UN scrambles for nearly $13 billion emergency aid

UN scrambles for nearly $13 billion in global emergency aid driven up by Syria war

GENEVA (AP) -- Nearly $13 billion in humanitarian aid will be needed this year — a third of it just for Syria — to help 73 million people suffering around the world, the U.N.'s top humanitarian official said Wednesday.

But that's just an estimate, midway through 2013, of what will be needed in what is turning out to be an "unprecedented" challenge, said Valerie Amos, the U.N. undersecretary-general for humanitarian affairs and emergency relief.

The likelihood is that as much as a third of what's needed won't be raised, according to the U.N.'s own figures. Over the past five years, the United Nations has only been able to scrounge up between 63 percent and 72 percent of what it says is required to feed, house and provide other help to the millions of people trying to survive often desperate conditions.

"Halfway through the year, we know that 73 million people need humanitarian assistance," Amos told reporters in Geneva. "The increase is largely due to the exploding crisis in Syria, and the neighboring region, but also because situations have worsened in other countries like the Central African Republic and Mali."

Amos, a British baroness who heads the U.N. Office for the Coordination of Humanitarian Affairs, said Syria alone requires at least $4.4 billion in aid for the 6.8 million people who are suffering inside the war-torn country and the 5.3 million refugees or others who are affected by the conflict in border nations.

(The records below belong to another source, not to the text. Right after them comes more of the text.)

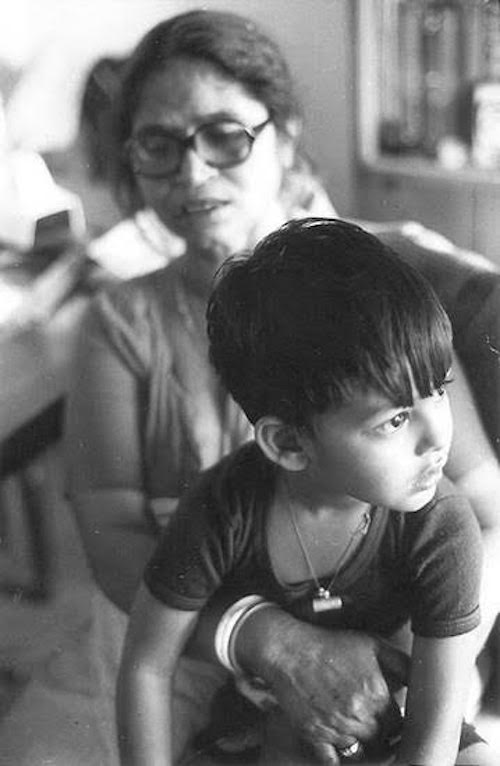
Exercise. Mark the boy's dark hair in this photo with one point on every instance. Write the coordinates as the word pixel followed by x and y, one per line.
pixel 322 308
pixel 233 44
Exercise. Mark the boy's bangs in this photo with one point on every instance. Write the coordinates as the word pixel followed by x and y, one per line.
pixel 417 357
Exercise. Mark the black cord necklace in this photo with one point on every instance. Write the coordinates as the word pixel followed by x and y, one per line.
pixel 323 599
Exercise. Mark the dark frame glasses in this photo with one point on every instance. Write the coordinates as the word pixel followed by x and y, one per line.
pixel 155 152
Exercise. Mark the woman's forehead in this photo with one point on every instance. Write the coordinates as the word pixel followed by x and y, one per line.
pixel 187 92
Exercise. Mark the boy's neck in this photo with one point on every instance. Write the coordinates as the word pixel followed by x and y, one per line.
pixel 309 498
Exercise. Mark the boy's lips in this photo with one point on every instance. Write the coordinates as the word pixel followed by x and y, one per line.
pixel 429 476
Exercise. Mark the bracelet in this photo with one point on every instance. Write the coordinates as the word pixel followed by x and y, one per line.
pixel 236 629
pixel 230 624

So far, a little more than $5 billion, or about 40 percent of what is needed around the world, has been raised for humanitarian aid by mid-year, said Amos, who conceded that she had "no idea" how to get the rest. The money is meant to pay for the work of 620 U.N. and affiliated aid agencies.

"In a normal year, that would be a huge statement to the commitment to humanitarian action," she said of the $5.1 billion raised so far that has gone to people in 24 countries, including Syria, Niger, Sudan and Afghanistan. "But this is an extraordinary year."